En conclusion, le secrétaire général par intérim du COE a déclaré: «Nous apprécions l’Église orthodoxe russe, l’une des plus grandes Églises du COE. Nous aimerions tous et toutes que l’Église orthodoxe russe demeure en son sein, car votre contribution au fil des ans a été des plus importantes pour le mouvement œcuménique, mais également pour l’unité des orthodoxes». Il a ajouté que le COE peut être une plateforme de choix pour le dialogue entre les fidèles chrétiens orthodoxes. 

Sa Sainteté le patriarche Cyrille a remercié l’invité d’avoir insisté sur le rôle de premier rang joué par l’orthodoxie dans le mouvement interchrétien, lui qui a pris part aux Assemblées du COE depuis 1968, alors âgé de 21 ans, avant de revenir sur les contributions concrètes des théologien-ne-s orthodoxes en général et de l’Église orthodoxe russe aux débats du COE.

Autant d’exemples illustrant les diverses étapes qui ont jalonné l’histoire de la participation de l’Église orthodoxe russe aux travaux du COE et qui prouvent qu’à plusieurs reprises, de profondes difficultés ont pu être résolues.

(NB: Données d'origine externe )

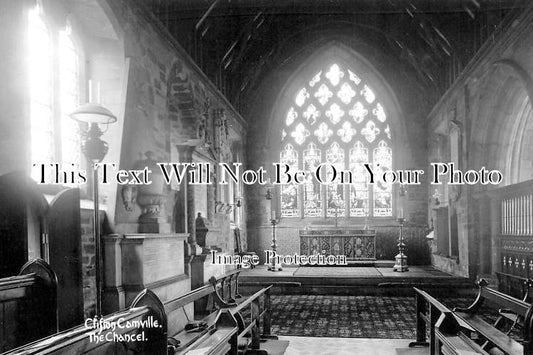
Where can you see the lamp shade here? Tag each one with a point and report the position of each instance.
(93, 113)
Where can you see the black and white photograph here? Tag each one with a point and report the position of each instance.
(266, 177)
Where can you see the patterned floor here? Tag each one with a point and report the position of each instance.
(347, 316)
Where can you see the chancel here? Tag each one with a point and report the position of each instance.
(273, 177)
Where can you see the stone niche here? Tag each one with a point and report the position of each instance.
(137, 261)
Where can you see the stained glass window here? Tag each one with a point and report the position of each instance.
(337, 119)
(70, 98)
(312, 188)
(54, 72)
(41, 94)
(335, 190)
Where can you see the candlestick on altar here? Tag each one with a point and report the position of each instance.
(401, 258)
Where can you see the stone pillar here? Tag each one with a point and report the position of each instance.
(186, 220)
(485, 235)
(495, 231)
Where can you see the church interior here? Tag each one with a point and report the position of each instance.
(266, 177)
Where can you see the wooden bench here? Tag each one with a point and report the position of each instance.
(28, 305)
(222, 294)
(446, 333)
(492, 336)
(508, 315)
(147, 333)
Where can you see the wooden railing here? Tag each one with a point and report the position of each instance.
(516, 229)
(517, 210)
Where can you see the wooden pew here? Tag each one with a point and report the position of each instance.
(223, 294)
(508, 315)
(486, 331)
(444, 330)
(141, 329)
(28, 305)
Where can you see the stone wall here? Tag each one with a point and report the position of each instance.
(171, 103)
(484, 120)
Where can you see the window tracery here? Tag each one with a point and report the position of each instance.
(336, 119)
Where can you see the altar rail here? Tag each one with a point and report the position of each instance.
(511, 219)
(386, 243)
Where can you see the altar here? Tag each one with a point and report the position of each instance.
(355, 244)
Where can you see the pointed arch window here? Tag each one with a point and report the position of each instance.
(336, 118)
(54, 73)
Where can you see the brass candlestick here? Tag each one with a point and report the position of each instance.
(401, 258)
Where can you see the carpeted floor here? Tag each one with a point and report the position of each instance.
(349, 316)
(337, 271)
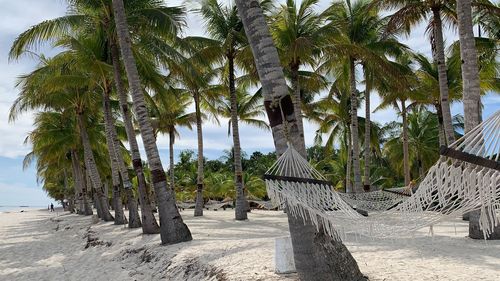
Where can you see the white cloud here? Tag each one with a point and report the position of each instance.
(17, 194)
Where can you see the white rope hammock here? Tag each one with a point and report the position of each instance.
(466, 178)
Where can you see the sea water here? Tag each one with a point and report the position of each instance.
(11, 209)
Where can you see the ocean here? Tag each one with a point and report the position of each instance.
(4, 209)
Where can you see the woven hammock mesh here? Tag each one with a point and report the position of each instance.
(450, 189)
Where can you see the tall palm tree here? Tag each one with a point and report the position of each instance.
(298, 34)
(428, 84)
(172, 228)
(410, 13)
(422, 137)
(312, 259)
(54, 140)
(357, 28)
(194, 75)
(250, 109)
(61, 82)
(95, 18)
(226, 29)
(470, 70)
(400, 99)
(168, 113)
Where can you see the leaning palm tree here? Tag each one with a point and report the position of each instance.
(168, 114)
(172, 227)
(470, 70)
(61, 82)
(226, 29)
(400, 100)
(357, 40)
(55, 140)
(193, 76)
(408, 14)
(428, 84)
(314, 260)
(299, 36)
(95, 18)
(421, 134)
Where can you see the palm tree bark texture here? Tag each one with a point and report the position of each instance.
(149, 224)
(317, 256)
(443, 79)
(172, 228)
(241, 201)
(92, 170)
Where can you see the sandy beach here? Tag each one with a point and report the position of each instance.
(38, 245)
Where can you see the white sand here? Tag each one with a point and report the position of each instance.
(38, 245)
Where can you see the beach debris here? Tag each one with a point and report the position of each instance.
(93, 240)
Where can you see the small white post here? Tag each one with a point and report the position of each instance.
(283, 255)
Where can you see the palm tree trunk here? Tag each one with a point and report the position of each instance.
(348, 172)
(317, 256)
(406, 157)
(241, 200)
(443, 79)
(172, 228)
(198, 209)
(134, 220)
(149, 224)
(69, 206)
(87, 207)
(77, 179)
(441, 135)
(471, 90)
(115, 174)
(366, 183)
(92, 170)
(171, 135)
(297, 101)
(470, 70)
(356, 166)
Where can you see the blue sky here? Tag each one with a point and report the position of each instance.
(18, 187)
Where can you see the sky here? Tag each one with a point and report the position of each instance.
(19, 187)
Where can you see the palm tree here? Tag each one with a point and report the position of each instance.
(428, 84)
(311, 265)
(60, 82)
(250, 109)
(469, 58)
(168, 113)
(226, 29)
(94, 19)
(408, 14)
(332, 116)
(399, 98)
(298, 34)
(422, 138)
(54, 140)
(172, 228)
(357, 28)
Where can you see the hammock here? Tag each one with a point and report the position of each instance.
(466, 178)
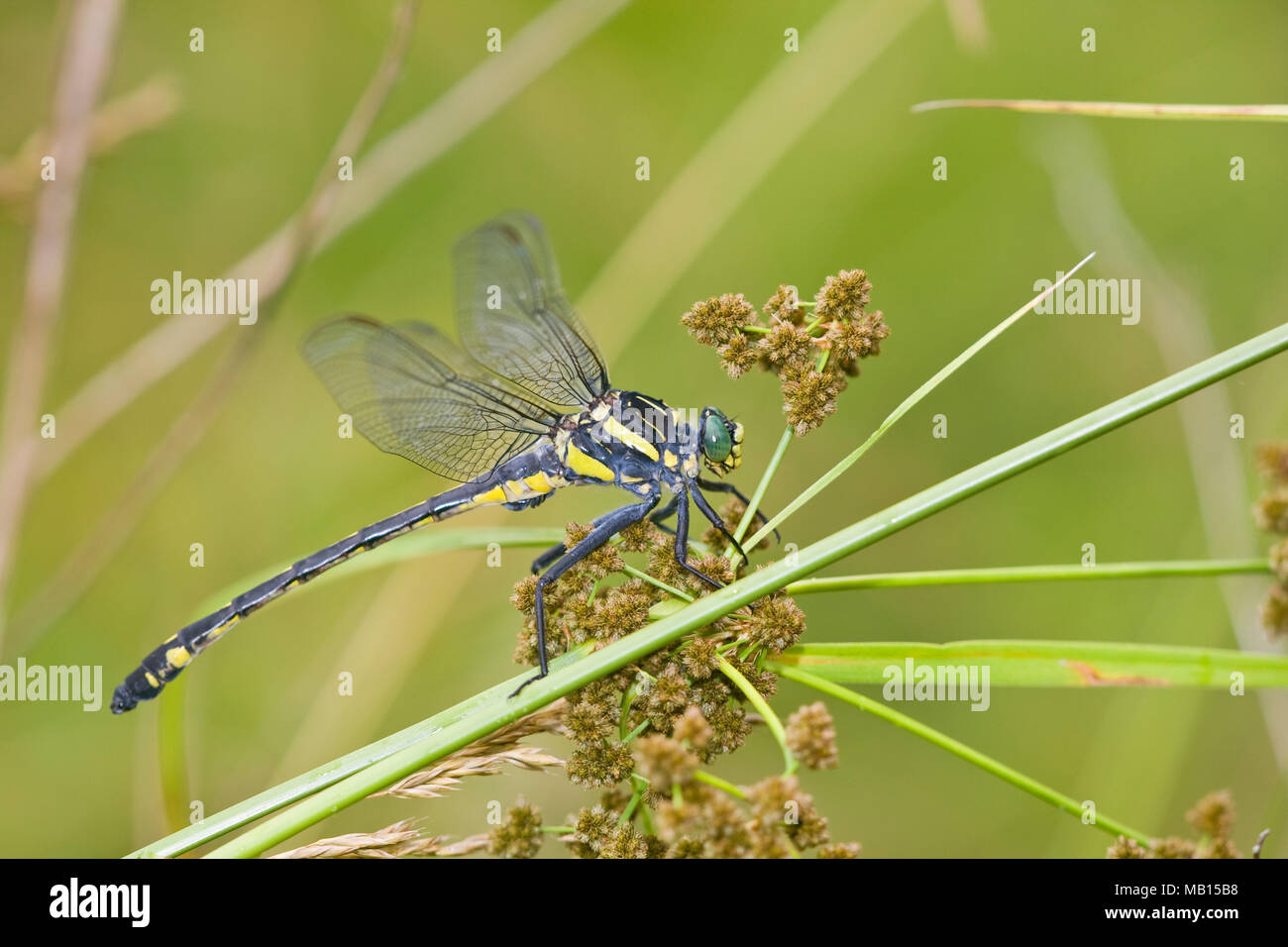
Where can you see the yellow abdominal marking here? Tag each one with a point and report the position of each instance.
(629, 437)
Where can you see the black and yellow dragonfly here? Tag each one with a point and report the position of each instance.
(523, 410)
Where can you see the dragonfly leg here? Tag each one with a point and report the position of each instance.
(682, 539)
(716, 522)
(548, 557)
(721, 487)
(666, 513)
(603, 528)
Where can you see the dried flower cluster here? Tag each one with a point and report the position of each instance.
(1271, 513)
(1212, 819)
(644, 733)
(812, 354)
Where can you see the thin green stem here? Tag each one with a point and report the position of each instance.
(761, 705)
(722, 785)
(1033, 574)
(759, 493)
(969, 754)
(656, 582)
(909, 403)
(1119, 110)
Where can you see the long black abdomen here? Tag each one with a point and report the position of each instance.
(167, 660)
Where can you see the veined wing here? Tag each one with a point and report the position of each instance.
(413, 393)
(514, 317)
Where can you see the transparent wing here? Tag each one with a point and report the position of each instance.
(413, 393)
(514, 317)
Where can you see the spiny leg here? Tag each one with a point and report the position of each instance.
(716, 521)
(721, 487)
(603, 528)
(555, 552)
(682, 540)
(666, 513)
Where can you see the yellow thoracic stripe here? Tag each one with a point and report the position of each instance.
(581, 463)
(629, 437)
(540, 482)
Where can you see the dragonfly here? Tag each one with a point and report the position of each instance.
(519, 408)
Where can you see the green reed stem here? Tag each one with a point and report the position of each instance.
(958, 749)
(909, 403)
(1033, 574)
(761, 705)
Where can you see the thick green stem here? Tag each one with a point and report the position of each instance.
(954, 746)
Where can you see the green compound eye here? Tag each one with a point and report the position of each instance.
(716, 442)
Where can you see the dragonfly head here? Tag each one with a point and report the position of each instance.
(721, 442)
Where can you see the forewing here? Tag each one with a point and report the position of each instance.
(514, 317)
(413, 393)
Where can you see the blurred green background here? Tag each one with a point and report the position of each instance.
(729, 208)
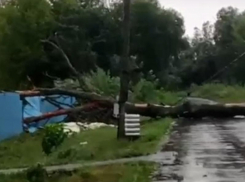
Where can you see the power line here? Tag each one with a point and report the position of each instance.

«L’époque que nous vivons aujourd’hui est très difficile. Toutefois, ces difficultés ne proviennent pas des Églises, mais du contexte politique et ce contexte représente actuellement un danger extrême. Aujourd’hui, les Églises ne doivent pas alimenter le feu. Au contraire, nous devons faire tout ce qui est en notre pouvoir pour éteindre le feu. À cet égard, le Conseil œcuménique des Églises a un rôle très important à jouer. Selon moi, le COE adopte aujourd’hui la seule posture adéquate, à la fois active et neutre, sans prendre parti politiquement dans ce conflit. Les Églises ont, par leur nature même, le potentiel d’œuvrer en faveur de la paix. Si une Église venait à agiter le fanion de la guerre et appeler à la confrontation, elle agirait contre sa nature».

«Je qualifierais la crise internationale actuelle de dangereuse, sans pour autant l’être davantage que d’autres crises que nous avons traversées par le passé. Les Églises ont déjà eu à affronter des crises ensemble. J’ai bon espoir que nous pourrons exercer une influence positive sur la situation politique grâce au dialogue, à la fraternité et à la coopération», a déclaré Sa Sainteté le patriarche Cyrille de Moscou et de toute la Russie, avant d’ajouter: «Que Dieu vienne en aide aux Églises chrétiennes qui ont coopéré par le passé afin qu’elles puissent continuer à le faire aujourd’hui et porter un témoignage commun au monde, en résistant à la tentation de prendre part à toute force politique».